Role Summary
We are looking for a visionary Senior Data Architect to lead the evolution of our data ecosystem. You will be responsible for designing and implementing a high-performance Hybrid Lakehouse architecture that leverages Databricks for massive-scale processing and Vertex AI to power our next generation of Generative AI agents. This is a hands-on leadership role where you will move from architectural whiteboarding to deploying production-grade PySpark pipelines and LLM orchestration.
Key Responsibilities
- Design and maintain a scalable GCP data infrastructure using a Medallion Architecture (Delta Lake) and BigQuery.

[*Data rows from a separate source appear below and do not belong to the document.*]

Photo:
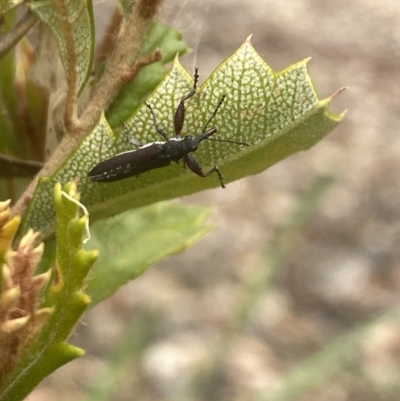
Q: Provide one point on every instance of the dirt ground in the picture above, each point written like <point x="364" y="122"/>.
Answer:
<point x="323" y="325"/>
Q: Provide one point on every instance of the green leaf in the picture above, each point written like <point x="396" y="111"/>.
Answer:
<point x="159" y="36"/>
<point x="137" y="239"/>
<point x="7" y="5"/>
<point x="8" y="95"/>
<point x="277" y="113"/>
<point x="64" y="295"/>
<point x="71" y="22"/>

- Build, tune, and deploy Generative AI solutions using Vertex AI (Gemini, Search & Conversation), including RAG pipelines and Agentic workflows.
- Lead the development of complex ETL/ELT pipelines using PySpark on Databricks, ensuring high data quality and low latency.
- Implement enterprise-wide data governance and security via Unity Catalog and GCP Dataplex.
- Seamlessly integrate Databricks-processed data with Vertex AI for model training and real-time inference.
- Set the standard for LLMOps and DataOps, conducting code reviews and mentoring junior engineers.
Technical Requirements (The Must-Haves)
- 10+ Years Total Experience in Data Engineering, Data Architecture, or Software Engineering.
- 5+ Years of Deep architectural experience in Google Cloud Platform (GCP).
- GCP Ecosystem: 5+ years of experience with BigQuery, GCS, Cloud Composer, and Pub/Sub.
- Vertex AI Mastery: Proven hands-on experience with Vertex AI Pipelines, Model Garden, and Vector Search. You must be able to demonstrate how you've deployed an LLM into production.
- Databricks & PySpark: Expert-level proficiency in PySpark and managing Databricks environments (Clusters, Workflows, Unity Catalog).
- Languages: Expert in Python and SQL.
- DevOps: Experience with Terraform for Infrastructure as Code (IaC) and CI/CD for ML (MLflow).
Preferred Qualifications
- Certifications: Google Cloud Professional Data Engineer or Professional Machine Learning Engineer.
- GenAI Portfolio: Experience building custom AI Agents or implementing complex Retrieval-Augmented Generation (RAG) architectures.
- Industry Context: Experience handling large-scale datasets (Petabyte scale) in a regulated environment.